Monday, April 1, 2013
On the Birth of American Populism: Toward the end of the nineteenth century, bimetallism (or the option to pay for goods in gold and silver) became a major political issue in the United States. In 1873, Congress passed the Fourth Coinage Act, which essentially did away with the silver option and pegged the U.S. dollar to the price of gold. This law heavily favored East Coast urban elites like bankers and had drastic consequences for many Midwestern farmers. After a series of severe droughts in the 1880s, which eroded the livelihoods of many farmers, noted populist writer Mary Elizabeth Lease stated "We need to raise less corn and more Hell!" And by the early 1890s, a Populist Party formed to advocate a bimetallist platform and compete with the Democratic Party for political influence in Washington, D.C. Perhaps the Populist movement's peak occurred during the 1896 presidential election when William Jennings Bryan delivered his famed "Cross of Gold" speech at the Democratic National Convention in Chicago.
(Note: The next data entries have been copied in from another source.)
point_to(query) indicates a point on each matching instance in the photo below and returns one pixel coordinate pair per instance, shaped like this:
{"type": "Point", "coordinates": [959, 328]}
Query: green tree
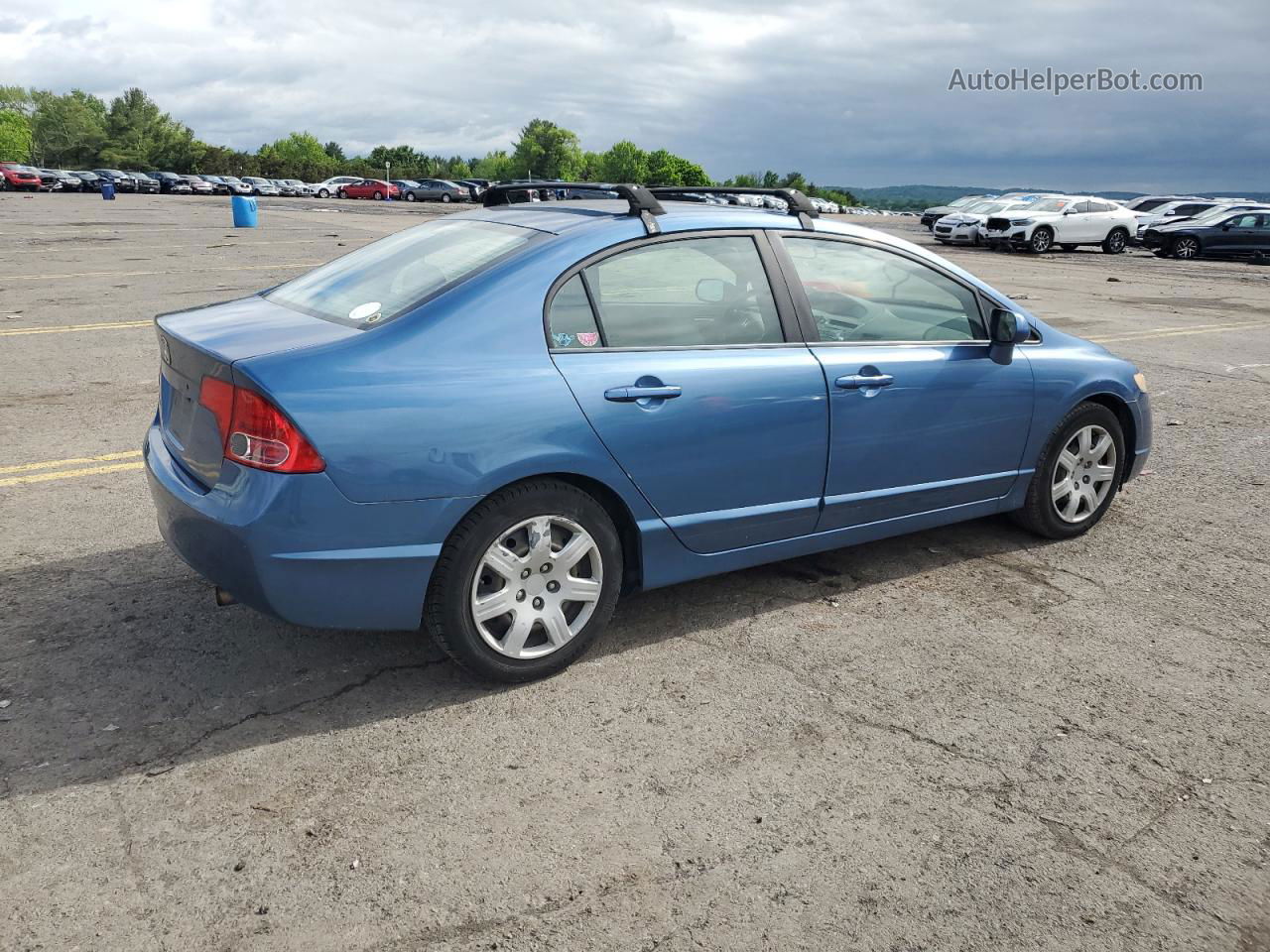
{"type": "Point", "coordinates": [298, 157]}
{"type": "Point", "coordinates": [624, 162]}
{"type": "Point", "coordinates": [14, 136]}
{"type": "Point", "coordinates": [495, 166]}
{"type": "Point", "coordinates": [140, 136]}
{"type": "Point", "coordinates": [547, 151]}
{"type": "Point", "coordinates": [67, 131]}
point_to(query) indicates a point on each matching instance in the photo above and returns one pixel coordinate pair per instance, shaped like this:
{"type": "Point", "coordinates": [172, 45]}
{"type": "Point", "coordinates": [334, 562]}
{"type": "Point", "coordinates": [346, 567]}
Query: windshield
{"type": "Point", "coordinates": [382, 281]}
{"type": "Point", "coordinates": [1051, 204]}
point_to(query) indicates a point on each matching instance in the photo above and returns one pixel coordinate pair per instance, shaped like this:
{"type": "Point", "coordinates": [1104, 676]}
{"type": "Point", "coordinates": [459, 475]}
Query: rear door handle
{"type": "Point", "coordinates": [629, 395]}
{"type": "Point", "coordinates": [858, 381]}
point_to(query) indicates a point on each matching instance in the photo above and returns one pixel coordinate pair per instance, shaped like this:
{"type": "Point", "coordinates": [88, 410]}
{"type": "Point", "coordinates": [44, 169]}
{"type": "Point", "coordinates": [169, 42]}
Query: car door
{"type": "Point", "coordinates": [921, 417]}
{"type": "Point", "coordinates": [1076, 223]}
{"type": "Point", "coordinates": [1237, 235]}
{"type": "Point", "coordinates": [691, 371]}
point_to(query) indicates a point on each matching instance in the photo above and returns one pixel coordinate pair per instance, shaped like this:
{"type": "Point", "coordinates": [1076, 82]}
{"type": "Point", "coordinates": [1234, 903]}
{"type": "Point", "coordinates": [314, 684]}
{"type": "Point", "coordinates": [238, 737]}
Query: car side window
{"type": "Point", "coordinates": [571, 321]}
{"type": "Point", "coordinates": [864, 295]}
{"type": "Point", "coordinates": [693, 293]}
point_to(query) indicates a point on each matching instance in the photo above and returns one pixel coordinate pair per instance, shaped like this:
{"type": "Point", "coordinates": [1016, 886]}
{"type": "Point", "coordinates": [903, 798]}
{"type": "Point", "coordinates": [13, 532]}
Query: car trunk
{"type": "Point", "coordinates": [206, 343]}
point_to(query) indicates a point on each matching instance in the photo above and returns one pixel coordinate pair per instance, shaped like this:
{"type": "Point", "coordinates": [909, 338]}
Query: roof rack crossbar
{"type": "Point", "coordinates": [642, 202]}
{"type": "Point", "coordinates": [799, 204]}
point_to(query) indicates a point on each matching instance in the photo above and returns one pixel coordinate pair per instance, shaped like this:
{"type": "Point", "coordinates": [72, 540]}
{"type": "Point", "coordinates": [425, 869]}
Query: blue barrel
{"type": "Point", "coordinates": [244, 211]}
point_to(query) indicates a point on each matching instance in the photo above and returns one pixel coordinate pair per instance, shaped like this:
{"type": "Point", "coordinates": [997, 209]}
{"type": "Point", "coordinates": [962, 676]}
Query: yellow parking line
{"type": "Point", "coordinates": [181, 271]}
{"type": "Point", "coordinates": [67, 329]}
{"type": "Point", "coordinates": [72, 461]}
{"type": "Point", "coordinates": [68, 474]}
{"type": "Point", "coordinates": [1179, 333]}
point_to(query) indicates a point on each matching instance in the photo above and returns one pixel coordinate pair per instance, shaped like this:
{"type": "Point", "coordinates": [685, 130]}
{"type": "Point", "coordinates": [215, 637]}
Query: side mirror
{"type": "Point", "coordinates": [1006, 329]}
{"type": "Point", "coordinates": [711, 291]}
In effect, Bryan was the fusion candidate of the Populist and Democratic parties who offered this scathing proposition to gold-toting Republicans: "Burn down your cities and leave our farms, and your cities will spring up again as if by magic; but destroy our farms and the grass will grow in the streets of every city in the country."
Friday, March 15, 2013
On Defining Modernity: How does one define the term modernity? And when did it arrive? Many Western historians point to the Thirty Years' War (1618 - 1648), which resulted in a significant decline of the Catholic Church's influence over European political affairs, as the birth of modernity. But other intellectuals tend to emphasize certain technologies that emerged from industrialization. Perhaps the two most important ones were electricity and railroads. With electricity, the routines of daily life (which usually followed the Sun's rhythms), changed drastically. In fact, Edison's 1879 carbon filament light bulb, while providing over 1200 hours of light, helped people work through the night without the use of fire. Regarding railroads, Aldous Huxley wrote, "To us, the moment 8:17 AM means something - something very important, if it happens to be the starting time of our daily train. To our ancestors, such an odd eccentric instant was without significance - did not even exist. In inventing the locomotive, [James] Watt and [George] Stephenson were part inventors of time." And as steam locomotives approached speeds of 70 MPH by the end of the 1800s, people began to experience the sensation of speed for the first time in history. At bottom, modernity is all about the annihilation of time and space.